In order to alleviate the automobile emission pollution to the environment, reduce fuel consumption, the issues of the accurate control of the air-fuel ratio for the spark ignition engine turns out to be a hot spot that the scholars researching. As the complex physical structure, the operating characteristics and the existence of the time delay of the pot injection engine, the precise control of the air-fuel ratio under transient conditions is difficult to achieve.
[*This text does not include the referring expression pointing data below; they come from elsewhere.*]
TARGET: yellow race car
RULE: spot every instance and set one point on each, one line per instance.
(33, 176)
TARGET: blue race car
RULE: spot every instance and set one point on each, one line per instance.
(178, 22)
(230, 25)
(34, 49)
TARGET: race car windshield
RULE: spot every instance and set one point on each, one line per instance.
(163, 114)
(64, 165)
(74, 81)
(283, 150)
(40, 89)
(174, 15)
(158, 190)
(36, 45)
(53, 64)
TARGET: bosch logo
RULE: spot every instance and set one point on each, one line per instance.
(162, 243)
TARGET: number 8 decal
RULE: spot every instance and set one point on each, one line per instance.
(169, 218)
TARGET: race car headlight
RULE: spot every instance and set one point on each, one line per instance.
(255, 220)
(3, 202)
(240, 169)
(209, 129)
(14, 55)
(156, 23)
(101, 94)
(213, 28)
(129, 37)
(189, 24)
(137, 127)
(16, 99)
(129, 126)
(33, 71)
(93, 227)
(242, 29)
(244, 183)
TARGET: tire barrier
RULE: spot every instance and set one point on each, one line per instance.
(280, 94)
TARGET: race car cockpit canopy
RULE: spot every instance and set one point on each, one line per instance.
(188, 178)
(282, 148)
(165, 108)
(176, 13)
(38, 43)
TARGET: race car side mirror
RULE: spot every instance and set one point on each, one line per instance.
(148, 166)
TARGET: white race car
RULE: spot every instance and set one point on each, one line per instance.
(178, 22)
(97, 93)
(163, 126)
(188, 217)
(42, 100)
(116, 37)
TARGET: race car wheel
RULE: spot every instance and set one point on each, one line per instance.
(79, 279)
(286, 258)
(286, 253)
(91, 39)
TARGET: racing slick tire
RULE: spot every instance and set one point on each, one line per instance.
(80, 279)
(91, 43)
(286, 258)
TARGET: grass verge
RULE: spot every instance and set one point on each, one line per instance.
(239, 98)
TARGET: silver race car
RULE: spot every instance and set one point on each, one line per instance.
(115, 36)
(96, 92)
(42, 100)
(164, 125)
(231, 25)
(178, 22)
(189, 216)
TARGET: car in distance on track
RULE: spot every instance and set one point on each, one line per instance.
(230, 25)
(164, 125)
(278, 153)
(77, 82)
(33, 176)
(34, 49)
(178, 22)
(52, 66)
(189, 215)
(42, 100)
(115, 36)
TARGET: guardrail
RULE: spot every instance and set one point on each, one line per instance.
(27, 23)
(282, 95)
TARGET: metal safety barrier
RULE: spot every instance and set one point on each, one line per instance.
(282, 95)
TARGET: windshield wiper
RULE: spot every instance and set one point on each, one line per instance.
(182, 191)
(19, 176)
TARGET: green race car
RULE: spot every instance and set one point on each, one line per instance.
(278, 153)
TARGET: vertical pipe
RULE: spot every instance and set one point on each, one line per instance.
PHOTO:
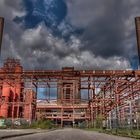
(137, 24)
(1, 30)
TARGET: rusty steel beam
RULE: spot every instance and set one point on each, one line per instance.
(1, 30)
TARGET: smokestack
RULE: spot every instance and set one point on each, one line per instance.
(1, 30)
(137, 23)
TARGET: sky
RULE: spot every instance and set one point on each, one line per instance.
(86, 34)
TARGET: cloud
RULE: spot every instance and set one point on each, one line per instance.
(106, 42)
(109, 26)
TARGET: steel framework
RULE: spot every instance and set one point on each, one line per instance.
(107, 93)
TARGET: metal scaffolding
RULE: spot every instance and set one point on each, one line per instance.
(112, 94)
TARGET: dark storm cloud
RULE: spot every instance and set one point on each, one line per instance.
(105, 30)
(105, 41)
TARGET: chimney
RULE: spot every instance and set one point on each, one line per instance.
(137, 23)
(1, 30)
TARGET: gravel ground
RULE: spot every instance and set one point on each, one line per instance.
(70, 134)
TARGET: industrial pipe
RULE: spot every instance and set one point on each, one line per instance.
(137, 23)
(1, 30)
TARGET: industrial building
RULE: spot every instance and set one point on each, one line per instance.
(80, 95)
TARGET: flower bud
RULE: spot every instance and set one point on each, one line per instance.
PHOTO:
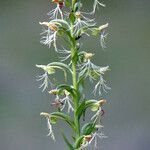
(78, 15)
(103, 26)
(50, 117)
(57, 103)
(102, 102)
(88, 56)
(87, 138)
(53, 26)
(54, 92)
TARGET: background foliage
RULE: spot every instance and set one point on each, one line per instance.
(127, 119)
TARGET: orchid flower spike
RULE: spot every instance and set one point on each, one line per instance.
(49, 126)
(67, 101)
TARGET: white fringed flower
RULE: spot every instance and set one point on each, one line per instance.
(56, 13)
(67, 102)
(49, 126)
(49, 34)
(66, 54)
(103, 36)
(95, 5)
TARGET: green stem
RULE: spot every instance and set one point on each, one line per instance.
(74, 75)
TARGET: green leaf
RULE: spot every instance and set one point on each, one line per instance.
(62, 66)
(79, 142)
(68, 88)
(83, 106)
(53, 119)
(80, 109)
(95, 32)
(67, 142)
(89, 103)
(88, 128)
(67, 3)
(72, 17)
(64, 117)
(77, 6)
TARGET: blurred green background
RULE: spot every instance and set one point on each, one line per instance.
(127, 119)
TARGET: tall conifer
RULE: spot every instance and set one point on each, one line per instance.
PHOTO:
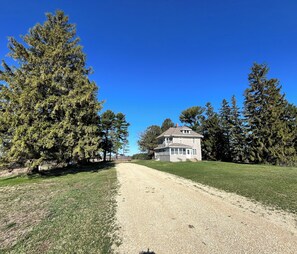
(50, 106)
(269, 136)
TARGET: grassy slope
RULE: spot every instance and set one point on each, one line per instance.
(271, 185)
(72, 213)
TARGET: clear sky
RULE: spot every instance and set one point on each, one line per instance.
(154, 58)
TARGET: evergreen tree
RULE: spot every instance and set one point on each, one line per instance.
(107, 127)
(148, 139)
(225, 122)
(213, 137)
(167, 123)
(121, 133)
(270, 140)
(48, 104)
(237, 134)
(193, 118)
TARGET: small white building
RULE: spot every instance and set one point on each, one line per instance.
(179, 144)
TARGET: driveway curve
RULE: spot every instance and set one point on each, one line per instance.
(168, 214)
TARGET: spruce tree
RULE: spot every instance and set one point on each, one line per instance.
(213, 137)
(120, 133)
(225, 122)
(193, 118)
(107, 132)
(237, 134)
(269, 136)
(49, 106)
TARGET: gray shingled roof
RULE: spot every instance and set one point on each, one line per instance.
(177, 132)
(173, 145)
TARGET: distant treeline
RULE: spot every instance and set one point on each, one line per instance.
(263, 131)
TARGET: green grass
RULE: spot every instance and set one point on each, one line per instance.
(63, 212)
(270, 185)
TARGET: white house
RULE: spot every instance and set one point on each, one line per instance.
(179, 144)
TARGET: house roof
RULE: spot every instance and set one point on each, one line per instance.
(172, 145)
(179, 132)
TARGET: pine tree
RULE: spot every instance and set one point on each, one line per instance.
(107, 127)
(237, 134)
(269, 137)
(121, 133)
(213, 137)
(225, 122)
(49, 105)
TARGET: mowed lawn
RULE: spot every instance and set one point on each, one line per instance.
(64, 212)
(270, 185)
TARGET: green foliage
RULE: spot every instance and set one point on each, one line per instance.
(114, 132)
(212, 143)
(271, 185)
(48, 104)
(226, 126)
(270, 139)
(237, 134)
(141, 156)
(148, 139)
(193, 117)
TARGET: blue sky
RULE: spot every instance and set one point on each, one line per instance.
(153, 59)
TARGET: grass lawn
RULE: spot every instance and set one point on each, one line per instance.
(67, 211)
(270, 185)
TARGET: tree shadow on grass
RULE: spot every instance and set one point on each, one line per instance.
(74, 169)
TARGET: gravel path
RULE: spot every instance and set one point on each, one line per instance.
(168, 214)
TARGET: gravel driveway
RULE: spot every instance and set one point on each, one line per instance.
(168, 214)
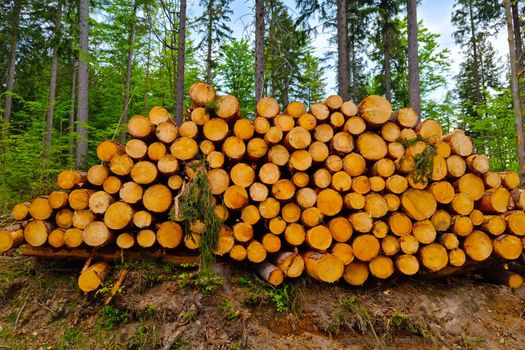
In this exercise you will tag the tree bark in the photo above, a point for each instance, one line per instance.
(83, 87)
(53, 81)
(180, 63)
(259, 49)
(131, 41)
(515, 92)
(15, 17)
(71, 117)
(342, 51)
(413, 60)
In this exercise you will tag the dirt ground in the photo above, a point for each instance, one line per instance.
(161, 307)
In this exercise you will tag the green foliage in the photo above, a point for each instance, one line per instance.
(197, 203)
(113, 316)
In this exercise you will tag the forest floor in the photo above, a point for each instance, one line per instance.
(161, 307)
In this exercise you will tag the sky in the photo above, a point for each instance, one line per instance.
(435, 14)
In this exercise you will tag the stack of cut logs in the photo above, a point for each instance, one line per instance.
(336, 190)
The object of this paper is to regulate the air fuel ratio for the gasoline port injection spark ignition engine at the stoichiometric value in the transient operation.The main content is shown as follows:First, by analyzing the working principle of the port injection spark ignition engine and the dynamic of the air path, fuel path and the air fuel ratio measurement, the adaptive fuel injection controller is designed with considering the effect of the time varying delay in the system caused by the location of the measuring sensors, and the parameter uncertainties due to the sensor aging, the change of the intake air mass into the cylinder,and the wall wetting compensation to the precise control of the air fuel ratio.Second, through the further analysis of the dynamic characteristics of the air-fuel ratio for the gasoline engine, a modified active disturbance rejection fueling controller is designed to improve the accuracy of the air fuel ratio, which not only takes the time varying delay and the parameter uncertainties caused by the change of the intake air mass and the sensor aging into consideration, but also pays attention to the influence on the air fuel ratio as the change of the engine speed and the intake manifold pressure, the disturbance of the load torque and the varied parameters in the evaporation of the fuel film.An extended state observer is constructed and the air fuel ratio in the transient operation of the engine can be improved by the compensation of the total disturbance combining with the information of the former variations.Finally, the proposed two air fuel ratio controllers are both validated on the engine simulation model which is developed by the Society of Instrument and Control Engineers of Japan and the Toyota research department. The simulation results of the the proposed algorithms and the tradition control method under different engine operations arepresented and by comparison the performance of the controller are analyzed.